I had neglected to take into account that that had been June and this was November.

And then there was the fact that Miles had been rather madly attracted to Henrietta, while Colin… I snuck a glance at the shadowy figure next to me. I don't know why I even bothered with the sneaking; there was no way he could make out my expression any more than I could discern his, even if he were one of those annoying people with a cat's ability to see in the dark. Both his eyes and his flashlight were trained firmly forward, not at me.

He hadn't said anything since that comment about chaperonage.

Of course, neither had I, but that was immaterial.

It wasn't that the silence was uncomfortable. Quite the contrary. It was the peaceful sort of silence that attends long acquaintance, the comfort that comes of knowing you don't need to say anything at all. And that very lack of discomfort made me profoundly uncomfortable.

I pinned down that thought, and followed it, writhing and slippery, to its source. It was the sham of instant coupledom. That was the problem. That indefinable aura of being with someone when you know you're not. It's something that anyone who's been single for a time will recognize, the pretense of intimacy that comes of being the only two singles at a couple-y dinner party, or, in this case, sharing a house for a weekend. It's an intensely seductive illusion — but only an illusion.

I wondered if Colin had picked up on that, too; if he had been as besieged with "So… you and that American girl?" as I had with "So… you and Colin?" The arriving together; the knowledge that we'd be leaving together; the little checking-up glances across the room, all lending themselves to the fiction of togetherness.

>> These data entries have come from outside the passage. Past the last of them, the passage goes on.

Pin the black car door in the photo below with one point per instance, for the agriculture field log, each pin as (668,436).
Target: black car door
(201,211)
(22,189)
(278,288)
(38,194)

A fiction, I reminded myself, maintained for Joan's benefit. Was he trying to warn me off, remind me that I was only a guest under sufferance? I cast my mind anxiously back over the day, totting up points on both sides of the ledger. The walk in the garden could just have been to get me away from the tower. In fact, Colin had showed no interest in accompanying me anywhere until I started to lurk around potentially actionable bits of his property. I winced at the memory of that terse note on the kitchen table. "Out." That leant itself so well to other curt phrases, such as "stay out" and "keep away."